Les Surveillants de l'église et le Suisse veillaient au bon ordre de la procession. De nos jours,
c'est le Suisse qui marche devant et ouvre la procession.
Aussi longtemps que je me souvienne, Aux alentours du Mardi Gras avait lieu la prière de
40 heures, et le dimanche, lundi et mardi l'exposition du Saint-Sacrement. Tous les jours,
Messe Solennelle, Vêpres et Complies, avec sermon et bénédiction. Dans la journée, prière
commune. Les écoliers avec leurs Instituteurs, les écolières avec les Sœurs une heure
chaque, les jeunes filles, les femmes, la Corporation des Pêcheurs, les jeunes-gens se
relayaient avec les hommes. Pareil le Vendredi-Saint.

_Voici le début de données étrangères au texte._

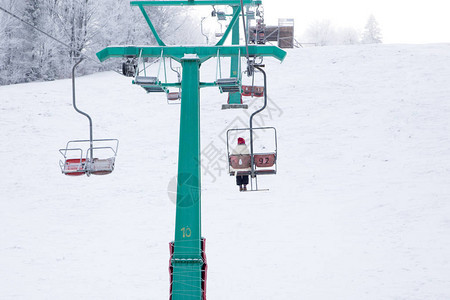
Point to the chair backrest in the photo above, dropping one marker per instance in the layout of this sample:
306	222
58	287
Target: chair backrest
240	161
173	96
265	160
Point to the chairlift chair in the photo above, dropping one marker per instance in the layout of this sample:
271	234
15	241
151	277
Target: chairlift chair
175	97
231	84
259	162
252	91
221	16
129	68
151	84
76	164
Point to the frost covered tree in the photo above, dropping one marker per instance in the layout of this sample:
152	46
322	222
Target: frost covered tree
85	26
372	32
321	33
348	36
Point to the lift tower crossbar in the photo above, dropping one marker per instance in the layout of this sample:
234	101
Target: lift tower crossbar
188	260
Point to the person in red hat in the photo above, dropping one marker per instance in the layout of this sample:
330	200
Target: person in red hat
241	149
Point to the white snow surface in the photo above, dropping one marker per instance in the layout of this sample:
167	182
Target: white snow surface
359	209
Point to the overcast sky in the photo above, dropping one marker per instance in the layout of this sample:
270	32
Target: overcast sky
401	21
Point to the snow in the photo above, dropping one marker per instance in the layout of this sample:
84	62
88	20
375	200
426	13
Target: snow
359	208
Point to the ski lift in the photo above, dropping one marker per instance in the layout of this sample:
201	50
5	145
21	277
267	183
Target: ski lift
262	157
151	84
219	34
221	16
175	97
252	91
231	84
76	163
250	15
129	67
263	161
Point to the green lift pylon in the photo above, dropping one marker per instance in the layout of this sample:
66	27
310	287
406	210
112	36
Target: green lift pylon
187	250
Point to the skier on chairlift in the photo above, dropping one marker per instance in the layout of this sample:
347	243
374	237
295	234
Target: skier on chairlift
241	149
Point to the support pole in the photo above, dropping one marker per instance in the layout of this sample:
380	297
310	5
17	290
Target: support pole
235	99
187	258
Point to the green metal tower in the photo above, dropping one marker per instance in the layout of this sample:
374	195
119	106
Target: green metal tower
188	269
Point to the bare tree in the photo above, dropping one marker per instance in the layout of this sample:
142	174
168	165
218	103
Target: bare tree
372	32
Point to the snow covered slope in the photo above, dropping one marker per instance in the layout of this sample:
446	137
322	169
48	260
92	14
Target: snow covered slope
360	208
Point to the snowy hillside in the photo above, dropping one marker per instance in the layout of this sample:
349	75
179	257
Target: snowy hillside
359	209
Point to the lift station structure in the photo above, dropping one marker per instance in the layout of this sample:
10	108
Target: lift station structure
187	258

Aux journées des Quatre-Temps il y avait des offices et des chapitres, qui depuis ont été
supprimés. - il était une fois....-
Sous divers, je veux évoquer certains événements du passé, pour autant que je m'en
souvienne. Pendant mon temps de service,
J'y étais chaque fois présent en tant que Suisse. J'étais aussi à l'enterrement de M. le Curé ROTHENFLUE, qui avait été vicaire à Erstein, à Schaeffersheim. Le 11 août 1942, la statue
« Notre Dame de Strasbourg >> a été transportée, par étapes par les scouts, de Clermont à
Avoisheim au Dompeter. En procession nous somme allés direction Ostheim jusqu'au petit
monument du Bildstöckel pour prendre le relais. A partir de l'avenue de la gare, la paroisse
de Schaeffersheim assura l'escorte, et ainsi de suite.

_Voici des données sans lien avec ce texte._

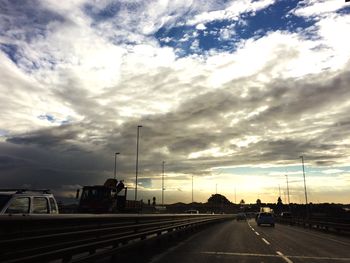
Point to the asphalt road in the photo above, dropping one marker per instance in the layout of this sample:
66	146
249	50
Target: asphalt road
244	241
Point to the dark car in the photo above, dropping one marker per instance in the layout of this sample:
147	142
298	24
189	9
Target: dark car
241	216
26	201
265	218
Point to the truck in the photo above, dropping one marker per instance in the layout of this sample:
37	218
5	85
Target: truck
111	197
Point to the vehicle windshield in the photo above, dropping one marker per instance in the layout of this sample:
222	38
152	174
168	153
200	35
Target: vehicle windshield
3	200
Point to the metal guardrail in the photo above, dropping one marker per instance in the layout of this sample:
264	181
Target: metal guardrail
343	228
80	238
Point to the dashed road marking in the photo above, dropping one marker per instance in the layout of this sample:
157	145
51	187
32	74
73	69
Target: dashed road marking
284	257
239	254
267	242
278	255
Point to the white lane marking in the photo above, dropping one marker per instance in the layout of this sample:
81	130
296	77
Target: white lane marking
321	258
284	257
267	242
239	254
322	237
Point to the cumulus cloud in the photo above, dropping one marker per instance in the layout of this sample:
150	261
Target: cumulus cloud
76	84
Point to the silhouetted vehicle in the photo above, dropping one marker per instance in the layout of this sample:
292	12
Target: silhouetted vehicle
265	218
286	215
107	198
27	201
192	211
241	216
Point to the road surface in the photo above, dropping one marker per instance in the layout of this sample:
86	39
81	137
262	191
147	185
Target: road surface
244	241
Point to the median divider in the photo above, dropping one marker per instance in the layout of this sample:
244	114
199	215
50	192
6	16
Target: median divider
78	238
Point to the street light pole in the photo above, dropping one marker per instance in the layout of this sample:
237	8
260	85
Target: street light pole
288	189
302	161
115	165
163	182
137	158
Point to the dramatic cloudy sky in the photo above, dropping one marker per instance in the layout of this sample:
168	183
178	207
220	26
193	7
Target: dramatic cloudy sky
229	92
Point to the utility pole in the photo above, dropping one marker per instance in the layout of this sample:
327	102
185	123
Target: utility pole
302	161
115	165
137	158
279	190
288	189
235	196
163	182
192	188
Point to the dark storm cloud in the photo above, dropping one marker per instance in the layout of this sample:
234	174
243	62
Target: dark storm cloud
50	137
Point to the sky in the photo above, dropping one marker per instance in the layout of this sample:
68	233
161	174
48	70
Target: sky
229	94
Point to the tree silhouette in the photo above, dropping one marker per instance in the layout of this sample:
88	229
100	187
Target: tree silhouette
279	201
258	202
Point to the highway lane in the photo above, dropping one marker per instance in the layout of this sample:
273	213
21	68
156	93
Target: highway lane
305	245
243	241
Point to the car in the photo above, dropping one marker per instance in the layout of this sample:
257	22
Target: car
192	211
27	201
286	215
241	216
265	218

Jadis, pour la Messe de Minuit, l'illumination du chœur était particulière. Partout sur l'avancée
de pierre qui entourait les stalles, étaient disposées, des cierges, à 30 cm d'intervalle. Ils
étaient reliés entre eux de mèche à mèche par un cordon, enduit de cire. Pareil pour toute la
longueur du banc de communion. C'était un vrai spectacle quand on allumait le cordon et qu'il propageait le feu de cierge en cierge.
J'étais présent, en service, lors de la pose de la Première Pierre de la Maison des Oeuvres en
1928, de même pour l'inauguration de la chapelle de l'hôpital.
En 1931-32 a été présenté à la Maison des Œuvres un Jeu de la Passion, au cours de 25 représentations. J'y ai interprété le centurion Longinus.
Je termine ce rapport en espérant que, le jour où je quitterai ma fonction, on me trouvera un successeur sérieux et que le jour où je quitterai ce monde, on me donnera, ne fût-ce qu'une toute petite place, là-haut.
Ecrit au presbytère de Lautenbach en 1973
.
Paul FASSEL
C'est il y a 50 ans, qu'en tant que successeur de Monsieur VETTER Ignace, que j'ai débuté la fonction de Suisse d'église. Aujourd'hui, à la Grand-Messe, après une allocution de remerciement de quelques minutes pour toute ces années passées, Monsieur le Recteur Doyen SONNTAG m'a remis la distinction venant de Rome « Pro Ecclesia et Pontifice », accompagnée du Diplôme. Après la Grand-Messe une courte fête où étaient invités le Conseil de Fabrique et ma famille a eu lieu au presbytère. Tous étaient présents avec les petits-enfants. Monsieur CONRATH, secrétaire, m'a remercié en l'absence du président, empêché, au nom du Conseil de Fabrique et m'a remis un cadeau : un arrangement floral avec quelques bouteilles. J'ai remercié pour l'honneur qui m'est fait, mais aussi ma femme,
qui toutes ces années durant s'est occupée, du blanchissement du linge, ainsi que ma fille Cécile. La fête s'est terminée par le vin d'honneur.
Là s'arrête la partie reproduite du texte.